Louis Henkin popularly remarked that “[it] is probably the case that almost all nations observe almost all principles of international law and almost all of their obligations all of the time.” The obvious question that arises concerns the veracity or otherwise of this statement. As Harold Koh identifies, the question why nations obey international law remains one of the most perplexing and fundamental questions in international relations, both from practical and theoretical points of view.

Granted that international law rules are truly obeyed by states, the enquiry brings us to an even higher and more perplexing jurisprudential question of what international law is and whether international law is truly law. Whereas the second part of the enquiry about whether international law is truly law is beyond the scope of this paper, the first part will be dealt with, albeit briefly.

Interestingly, there is no universally accepted definition for international law. Now this should not surprise any student of international law because even ‘law’ itself has no definition. Nonetheless, some working definitions have been provided for international law. The authorities are congruent that the term “international law” was first used by Jeremy Bentham in his Introduction to the Principles of Morals and Legislation, which terminology came later to replace the older term “law of nations.” In an attempt to define international law, authors and jurists have largely been persuaded by what they construe to be the subjects of international law in the formulation of definitions for the concept.

Accordingly, Peter Akehurst notes that until the inter-war period, “writers found no difficulty in defining (public) international law, in one formulation or another, as the law that governs the relations between states amongst each other.” This is because the prevailing positivist doctrine at the time regarded only states as subjects of international law, although Peter Akehurst questions the propriety of this view, since the Holy See which was not a state was recognized as an international legal person.

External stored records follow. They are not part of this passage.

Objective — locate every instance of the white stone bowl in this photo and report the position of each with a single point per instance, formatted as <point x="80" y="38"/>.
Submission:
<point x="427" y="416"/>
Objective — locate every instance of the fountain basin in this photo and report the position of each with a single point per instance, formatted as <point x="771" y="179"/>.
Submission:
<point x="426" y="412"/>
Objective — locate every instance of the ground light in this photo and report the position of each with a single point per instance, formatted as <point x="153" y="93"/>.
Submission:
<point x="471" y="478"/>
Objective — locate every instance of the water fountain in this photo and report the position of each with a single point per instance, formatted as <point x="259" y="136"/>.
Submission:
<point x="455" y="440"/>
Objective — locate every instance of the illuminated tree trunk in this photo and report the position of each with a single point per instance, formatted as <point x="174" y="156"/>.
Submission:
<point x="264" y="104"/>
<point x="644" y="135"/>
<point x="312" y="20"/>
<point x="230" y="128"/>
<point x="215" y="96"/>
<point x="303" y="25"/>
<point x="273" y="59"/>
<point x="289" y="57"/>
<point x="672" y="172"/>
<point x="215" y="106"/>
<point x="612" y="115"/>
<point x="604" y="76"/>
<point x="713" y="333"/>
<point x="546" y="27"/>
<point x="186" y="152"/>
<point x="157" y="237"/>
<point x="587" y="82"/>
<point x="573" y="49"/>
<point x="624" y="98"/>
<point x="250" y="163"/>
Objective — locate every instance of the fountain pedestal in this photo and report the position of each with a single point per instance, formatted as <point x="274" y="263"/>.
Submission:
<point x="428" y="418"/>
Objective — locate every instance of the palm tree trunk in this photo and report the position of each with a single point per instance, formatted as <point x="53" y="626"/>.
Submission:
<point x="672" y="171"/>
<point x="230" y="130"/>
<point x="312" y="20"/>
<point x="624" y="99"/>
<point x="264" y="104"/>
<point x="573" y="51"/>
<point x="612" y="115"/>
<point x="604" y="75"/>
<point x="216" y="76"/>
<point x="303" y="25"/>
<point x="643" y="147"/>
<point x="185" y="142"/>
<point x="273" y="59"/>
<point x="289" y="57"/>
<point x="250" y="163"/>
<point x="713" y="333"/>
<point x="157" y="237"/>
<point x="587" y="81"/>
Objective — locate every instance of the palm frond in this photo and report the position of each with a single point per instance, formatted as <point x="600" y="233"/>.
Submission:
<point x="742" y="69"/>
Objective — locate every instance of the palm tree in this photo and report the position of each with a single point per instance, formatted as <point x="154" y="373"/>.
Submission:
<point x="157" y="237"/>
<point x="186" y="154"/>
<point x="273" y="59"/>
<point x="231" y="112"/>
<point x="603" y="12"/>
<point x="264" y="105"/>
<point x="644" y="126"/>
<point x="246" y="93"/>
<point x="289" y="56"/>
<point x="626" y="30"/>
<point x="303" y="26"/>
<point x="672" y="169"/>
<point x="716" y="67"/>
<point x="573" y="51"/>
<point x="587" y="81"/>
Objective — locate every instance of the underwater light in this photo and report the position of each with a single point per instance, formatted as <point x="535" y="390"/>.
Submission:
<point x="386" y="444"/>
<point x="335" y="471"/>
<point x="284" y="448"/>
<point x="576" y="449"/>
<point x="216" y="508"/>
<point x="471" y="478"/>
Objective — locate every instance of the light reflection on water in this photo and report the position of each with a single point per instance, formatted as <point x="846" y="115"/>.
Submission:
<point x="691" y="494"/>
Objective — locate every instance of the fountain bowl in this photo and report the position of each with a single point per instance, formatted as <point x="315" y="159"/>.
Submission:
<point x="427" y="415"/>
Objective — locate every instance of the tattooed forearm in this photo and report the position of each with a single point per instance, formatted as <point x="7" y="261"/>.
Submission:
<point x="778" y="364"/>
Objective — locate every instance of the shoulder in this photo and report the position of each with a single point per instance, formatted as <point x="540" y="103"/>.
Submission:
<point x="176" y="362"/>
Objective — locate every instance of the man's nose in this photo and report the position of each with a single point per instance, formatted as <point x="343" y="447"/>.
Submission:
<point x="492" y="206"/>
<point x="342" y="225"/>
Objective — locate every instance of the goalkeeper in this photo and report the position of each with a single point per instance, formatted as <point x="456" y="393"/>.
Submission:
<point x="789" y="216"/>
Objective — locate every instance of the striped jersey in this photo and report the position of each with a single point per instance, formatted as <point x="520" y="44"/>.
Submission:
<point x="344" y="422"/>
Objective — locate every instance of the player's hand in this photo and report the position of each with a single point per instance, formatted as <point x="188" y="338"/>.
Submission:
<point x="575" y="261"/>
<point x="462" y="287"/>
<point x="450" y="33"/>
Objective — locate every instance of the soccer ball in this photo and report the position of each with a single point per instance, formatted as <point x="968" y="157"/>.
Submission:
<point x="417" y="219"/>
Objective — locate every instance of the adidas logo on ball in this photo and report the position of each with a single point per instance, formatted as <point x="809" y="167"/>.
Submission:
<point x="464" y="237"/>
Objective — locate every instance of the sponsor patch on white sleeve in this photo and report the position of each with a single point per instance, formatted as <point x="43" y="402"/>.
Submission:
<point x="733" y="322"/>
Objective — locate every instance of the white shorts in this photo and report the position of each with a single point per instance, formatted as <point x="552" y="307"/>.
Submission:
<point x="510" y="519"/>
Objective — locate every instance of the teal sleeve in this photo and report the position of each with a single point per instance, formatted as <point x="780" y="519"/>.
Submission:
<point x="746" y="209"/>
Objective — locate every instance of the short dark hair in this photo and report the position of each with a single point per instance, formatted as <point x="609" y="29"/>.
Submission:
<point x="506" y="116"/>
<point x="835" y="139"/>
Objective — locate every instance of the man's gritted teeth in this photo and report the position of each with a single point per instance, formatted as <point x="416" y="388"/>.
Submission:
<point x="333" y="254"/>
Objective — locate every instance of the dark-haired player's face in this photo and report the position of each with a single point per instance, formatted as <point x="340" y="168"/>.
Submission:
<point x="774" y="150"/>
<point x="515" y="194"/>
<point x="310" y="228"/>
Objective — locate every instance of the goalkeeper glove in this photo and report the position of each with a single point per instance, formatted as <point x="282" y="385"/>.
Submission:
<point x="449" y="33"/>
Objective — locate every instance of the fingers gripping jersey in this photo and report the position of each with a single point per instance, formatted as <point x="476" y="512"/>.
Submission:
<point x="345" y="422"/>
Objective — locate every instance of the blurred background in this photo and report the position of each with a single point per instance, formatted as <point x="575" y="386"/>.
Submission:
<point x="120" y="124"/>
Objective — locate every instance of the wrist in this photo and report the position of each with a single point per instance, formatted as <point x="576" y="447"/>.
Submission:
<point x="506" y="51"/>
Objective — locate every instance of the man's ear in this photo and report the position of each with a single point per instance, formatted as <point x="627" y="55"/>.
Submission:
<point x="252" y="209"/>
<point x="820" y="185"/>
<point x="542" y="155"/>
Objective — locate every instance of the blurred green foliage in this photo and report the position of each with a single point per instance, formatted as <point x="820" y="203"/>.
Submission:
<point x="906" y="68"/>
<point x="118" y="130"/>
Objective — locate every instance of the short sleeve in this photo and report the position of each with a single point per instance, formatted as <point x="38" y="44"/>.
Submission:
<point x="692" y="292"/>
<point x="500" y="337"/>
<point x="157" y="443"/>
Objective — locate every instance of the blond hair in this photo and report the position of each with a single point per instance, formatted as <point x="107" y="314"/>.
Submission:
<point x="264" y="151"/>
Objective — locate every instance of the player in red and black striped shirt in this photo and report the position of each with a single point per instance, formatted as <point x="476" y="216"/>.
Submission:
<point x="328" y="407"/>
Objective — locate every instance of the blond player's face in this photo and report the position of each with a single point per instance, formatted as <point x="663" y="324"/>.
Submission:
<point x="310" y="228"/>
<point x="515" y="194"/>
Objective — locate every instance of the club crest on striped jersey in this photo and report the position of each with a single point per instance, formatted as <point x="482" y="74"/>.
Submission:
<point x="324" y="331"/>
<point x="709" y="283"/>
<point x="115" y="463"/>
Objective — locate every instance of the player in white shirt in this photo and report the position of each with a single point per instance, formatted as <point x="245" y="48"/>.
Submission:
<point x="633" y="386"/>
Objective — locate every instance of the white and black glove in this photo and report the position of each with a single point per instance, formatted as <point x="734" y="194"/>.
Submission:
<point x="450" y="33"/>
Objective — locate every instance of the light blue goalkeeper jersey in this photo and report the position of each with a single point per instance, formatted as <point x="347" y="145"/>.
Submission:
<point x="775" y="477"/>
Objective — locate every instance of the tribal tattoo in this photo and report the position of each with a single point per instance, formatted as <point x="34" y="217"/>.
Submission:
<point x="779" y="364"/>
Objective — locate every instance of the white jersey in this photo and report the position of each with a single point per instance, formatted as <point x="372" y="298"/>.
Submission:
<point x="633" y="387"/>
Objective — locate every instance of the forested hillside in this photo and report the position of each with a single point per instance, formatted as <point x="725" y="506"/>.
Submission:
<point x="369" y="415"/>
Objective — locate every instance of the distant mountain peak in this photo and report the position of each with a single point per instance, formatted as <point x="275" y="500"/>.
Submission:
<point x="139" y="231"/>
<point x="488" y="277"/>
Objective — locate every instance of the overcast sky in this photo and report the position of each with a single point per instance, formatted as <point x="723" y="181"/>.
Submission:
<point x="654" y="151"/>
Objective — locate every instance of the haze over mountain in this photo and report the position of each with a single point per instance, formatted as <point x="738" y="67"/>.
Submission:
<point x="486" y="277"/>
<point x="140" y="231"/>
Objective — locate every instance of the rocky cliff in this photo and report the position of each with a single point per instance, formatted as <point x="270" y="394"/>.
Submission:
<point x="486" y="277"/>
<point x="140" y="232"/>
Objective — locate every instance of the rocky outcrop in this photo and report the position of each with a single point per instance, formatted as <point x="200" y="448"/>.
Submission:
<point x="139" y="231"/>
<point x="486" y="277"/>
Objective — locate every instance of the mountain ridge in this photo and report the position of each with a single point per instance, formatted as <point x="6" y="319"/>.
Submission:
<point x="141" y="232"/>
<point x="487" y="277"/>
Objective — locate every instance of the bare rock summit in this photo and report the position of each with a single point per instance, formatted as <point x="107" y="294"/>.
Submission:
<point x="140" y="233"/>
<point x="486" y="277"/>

From the period of the European tribal wars which have succeeded in being described as “world wars”, a number of international actors started emerging, thus necessitating a changing notion of international law.  Due to this, attempts were made to redefine international law to encapsulate the changing trend in the admission of many candidates of international legal personality.

For instance, the Restatement (Third) by the American Law Institute of the Foreign Relations Law of the United States defines international law as consisting “of rules and principles of general application dealing with the conduct of states and of international organizations and with their relations inter se, as well as with some of their relations with persons, whether natural or juridical.”

Through the vicissitudes of time, the veracity of the felicitous language of the draftsman in the aforementioned definition is doubtful. It does not quite reflect the reality in the twenty first century since there are many other international legal persons, aside states and international organizations. In view of this, and in order not to provide a working definition for international law that will fail to encapsulate all of the actors in the international plane now or in the near future, I would conveniently define international law in the following terms. International law can be said to be the set of rules and principles that govern the relationship that exists between and among the various subjects of international law on the one hand and the interactions of each of them with other persons, natural or artificial, on the other.

Moving on to why states obey international law rules, an enquiry into the archives of history reveals that during the formative years of international law, instead of providing answers to the question why states obey international law rules, writers rather answered a similar but materially different question of why they should obey. In so doing, the authors justified their answers as to why they should obey by advancing arguments that were more theistic than legal, by making reference to a higher law – the law of nature, of which international law was but a microscopic fraction.

Historically, in response to the question why states obey international law, there were those practitioners in a school of thought largely regarded as the Austinian positivistic realist strand of thought spearheaded by John Austin. They argued that international law was never truly obeyed because it is not really law.

There also emerged the Hobbesian utilitarian rationalistic school of thought, the key proponent of which was Thomas Hobbes. Students of this school argued that nations sometimes follow international law. However, they do so only when it serves their self-interest.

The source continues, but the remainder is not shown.